Lelio ed Elena (i Camillo e Anna della finzione) si conoscono in una delle mitiche feste del Marchese. Entrambi sposati, si annusano e si riconoscono, si pensano capaci di affrontare tutto per condividere tutto: lasciano entrambi i loro coniugi – con annullamenti della Sacra Rota comprensivi e generosi – e instaurano nuove regole d’amore nei già liberi anni Sessanta. Lelio ama Elena, Elena ama Lelio. Ma Lelio vuole vedere Elena amare altri, ed Elena ama – ama? – farsi vedere da Lelio mentre ama altri. Il patto è chiaro, le conseguenze meno. De Sica isola ogni interazione nel paradiso costruito di questa casa sull’isola, occhi piantati di fronte al mare.

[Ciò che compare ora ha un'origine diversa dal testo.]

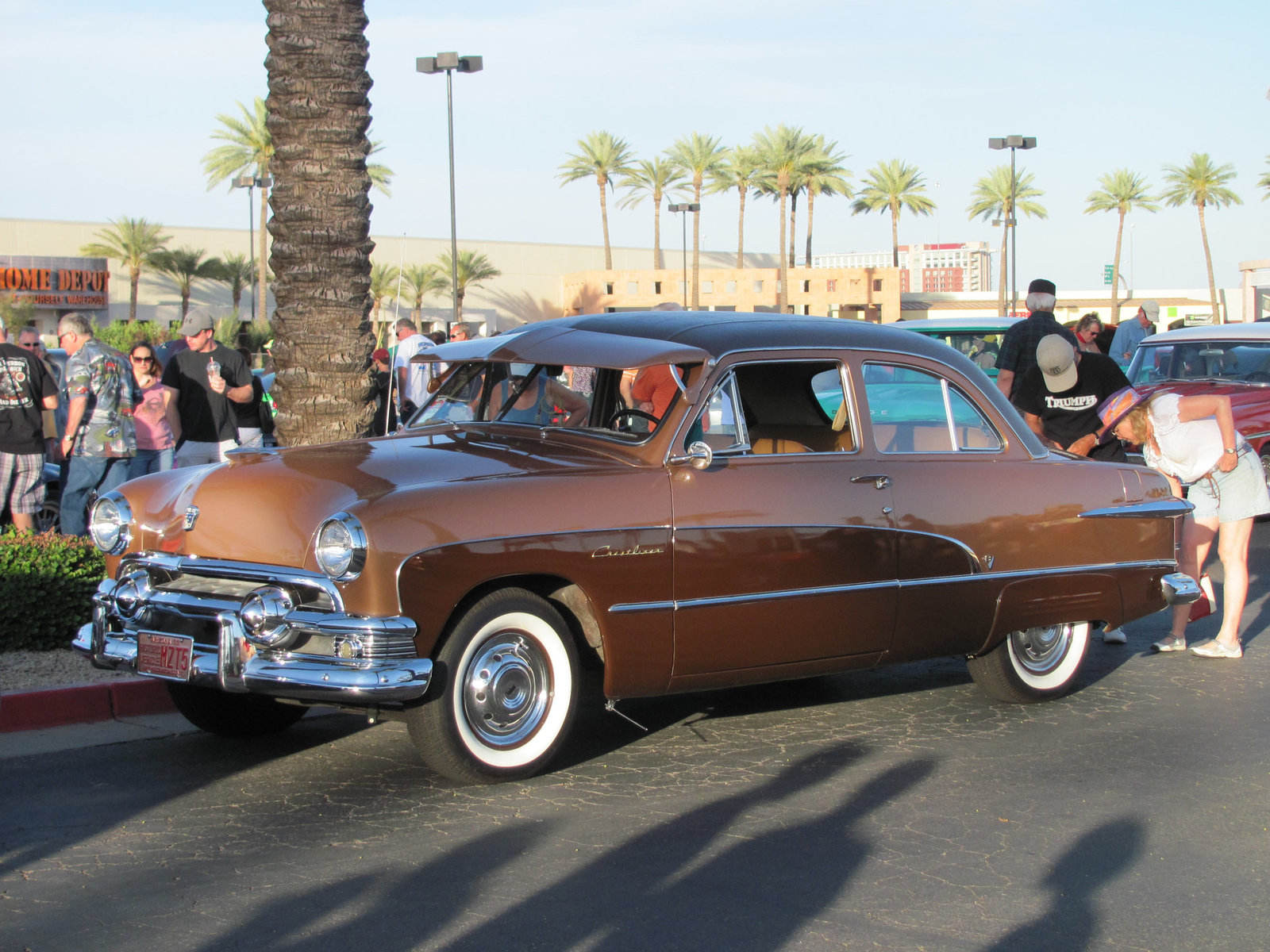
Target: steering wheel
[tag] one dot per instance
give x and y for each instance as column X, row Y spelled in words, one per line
column 630, row 412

E plasma quella forma deviata e non conforme di desiderio con un paesaggio misterioso, inconoscibile, affidato a un pontile vittima delle mareggiate e a battute di caccia dove animali inaspettati determinano la carnalità delle situazioni. Non c’è unità di tempo – si va dal 1960, in pieno boom e in piena ebbrezza di ricchezza, al 1970, quando all’allunaggio si sovrappongono nuove istanze e nuovi conflitti sociali – ma c’è unità di spazio. La vita della strana coppia si evolve solo nelle stanze di quella casa al mare, fatta di nicchie – inquadrature dentro altre inquadrature, sguardi dentro altri sguardi, cinema che si riflette – e di supposta libertà.

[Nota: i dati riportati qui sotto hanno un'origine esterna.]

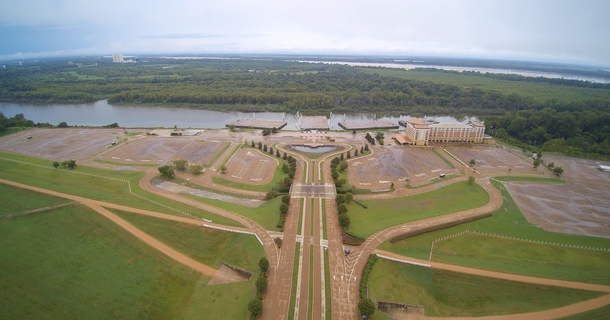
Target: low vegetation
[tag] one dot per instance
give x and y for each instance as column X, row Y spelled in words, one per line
column 445, row 293
column 385, row 213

Il desiderio comanda, il ridicolo è sempre sull’orlo di tracimare, la tragedia sembra in perenne attesa. Gli occhi degli altri, grazie a una regia essenziale ed elegantissima, distilla l’essenziale – anche quello malato – del desiderio; riempie di tensioni hitchcockiane uno spazio lussurioso e allo stesso tempo costrittivo (e anche la colonna sonora, implacabile, di Andrea Farri, si colora di tinte nere, à la Herrmann); usa al meglio l’impegno generosissimo degli interpreti (Filippo Timi e una splendida Jasmine Trinca – mirabilmente “santa e puttana”, perfettamente in parte – oltre che gli ottimi comprimari, ospiti complici di quel mondo gioiosamente alla deriva); costruisce un originale horror dei sentimenti; utilizza la metafora del cinema come ossessiva compulsione dei corpi. La memoria è nei filmati, ogni tradimento – pulsione, voglia, atto d’amore – è oggetto di riprese, nel mirino di una cinepresa che vale come i fucili che attraversano il film. La memoria è – oggettivamente – un filmato, da proiettare come rêverie e come vendetta, come atto di amore o come violenza sul corpo. Gli occhi degli altri è un’opera sorprendente, di cui scopriamo di avere bisogno, anche per gli accenni mai didascalici al valore contemporaneo di un discorso sul possesso sentimentale e che invece, volando come un alieno, ragiona sulla nostra forza di amare all’interno di un mondo di sopraffazione emotiva.